Inspired by this weeks’s entertainment, I got thinking about the commonalities of real estate, economics and investment blogs, whatever their slant.
I think there’s a lot we can agree on.
Your house is not a damn ATM
If you put a HELOC (home equity line of credit) on your home, be damn careful what you use it for. Spending it on consumer goods, excessive renovations and entertainment are right out (forget about the 52″ plasma). Reasonable renovations and smart, careful investments can count, but you need to be cautious and a HELOC should never be your sole source of investment funds (see the next point).
Canadians need to save more
Our national savings rate went from better than 10% of after tax income in the early 90’s to only a few percent. We’re not as bad as our friends down south, but this is going to be a potential long term problem for many Canadians as we get older.
Live within your means
This shouldn’t surprise anyone, but it’s not quotes often enough. David Chilton, author of the Wealthy Barber, probably the best book on financial planning for retirement ever written, lives in a house of less than 1,000 sq ft (see the great interview on CBC’s The Hour here). I drive a used VW, live in an older townhouse and don’t really carry any consumer debt. I don’t really see that changing too much, except sizing up as my family grows.
Give money away
No one ever went broke by donating money to charity and it’s an important habit to get into particularly when you don’t have any money. 10% is a great goal, and you should also donate your time. If you want to make sure you’re hitting your 10% goal, try adding up your volunteer time at minimum wage or $10/hr and see what that does. Giving your time and talents to those who need your help when you barely have anything to give teaches us about what’s possible (and trust in God, but that’s another post).

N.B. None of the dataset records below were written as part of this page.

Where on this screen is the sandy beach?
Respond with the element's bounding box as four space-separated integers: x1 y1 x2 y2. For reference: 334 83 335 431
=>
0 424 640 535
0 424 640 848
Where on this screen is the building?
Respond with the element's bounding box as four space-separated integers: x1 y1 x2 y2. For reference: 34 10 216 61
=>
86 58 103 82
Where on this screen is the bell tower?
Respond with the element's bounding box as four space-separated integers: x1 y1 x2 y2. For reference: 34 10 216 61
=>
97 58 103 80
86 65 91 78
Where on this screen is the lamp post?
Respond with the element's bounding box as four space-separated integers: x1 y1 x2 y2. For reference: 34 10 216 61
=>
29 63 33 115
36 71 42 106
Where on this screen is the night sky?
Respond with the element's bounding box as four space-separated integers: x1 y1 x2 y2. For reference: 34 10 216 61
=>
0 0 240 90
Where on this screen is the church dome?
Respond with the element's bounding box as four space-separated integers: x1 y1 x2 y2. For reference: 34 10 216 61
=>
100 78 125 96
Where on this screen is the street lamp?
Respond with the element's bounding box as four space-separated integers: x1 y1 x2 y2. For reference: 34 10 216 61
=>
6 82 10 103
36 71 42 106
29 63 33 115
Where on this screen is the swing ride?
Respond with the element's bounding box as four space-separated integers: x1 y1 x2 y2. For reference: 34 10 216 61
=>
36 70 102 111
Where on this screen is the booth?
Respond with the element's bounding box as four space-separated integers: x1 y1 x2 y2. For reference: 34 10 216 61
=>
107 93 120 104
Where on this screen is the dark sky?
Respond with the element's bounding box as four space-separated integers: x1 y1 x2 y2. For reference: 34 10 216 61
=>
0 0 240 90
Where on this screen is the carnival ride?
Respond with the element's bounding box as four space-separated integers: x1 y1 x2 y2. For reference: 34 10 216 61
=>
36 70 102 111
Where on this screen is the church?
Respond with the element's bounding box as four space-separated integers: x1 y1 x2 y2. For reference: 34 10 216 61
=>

Diversification can be a good safety net
There’s no doubt that your asset mix should reflect your goals and the time in your life. When you’re young (like me) and have few obligations, but high earning potential, you can handle more risk. When you’re getting to be 50-60 you should be looking for some more stable, fixed income assets with a lower risk profile. You should use the advice of a good financial planner. One big caveat on diversification though – as Warren Buffett says, “Wide diversification is only required when investors do not understand what they are doing.” Invest in what you know, and if you’re really serious about investing and building a business, keep to what you know. This leads us to:
Diversification is for the weak
Warren Buffett doesn’t buy tech companies because he doesn’t understand them. I avoid complex market plays (shorts, etc) because I’m not as familiar with them. I buy stocks I know and trust like Coca Cola, Cogent (makes some great fingerprinting hardware) but the majority of my active investing goes into real estate. I gained a lot of knowledge by osmosis, working on a team managing other people’s properties and because I made a point of learning as much as I could. The 3 years since I bought my first property have also been full of some great lessons.
If you really understand tech stocks, or mining, or real estate, put your money there. The nice thing about real estate is everyone has at least a little familiarity with it and we’re all capable of learning. What each person needs to decide (with some help) is what mix of diversification vs. single minded focus is right for them.
Look Behind the Curtain
There’s a lot of sources for information and opinion. You should do a lot of research on your own, and also pay for other people’s analysis. I trust REIN’s analysis more because they don’t sell real estate. Same deal with the IMF; they couldn’t care less if you or I buy another piece of real estate. I also listen to sources like RBC for their housing affordability index. Sure, they sell mortgages, and more activity in the housing sector is good for them. I think Garth Turner buries his good points in a lot of rhetoric intended to sell more books. Does it make their opinion worthless? No, you just take it with a grain of salt.
There’s a lot we can agree on, and a lot more that bloggers, professionals and friends can be doing to help people out.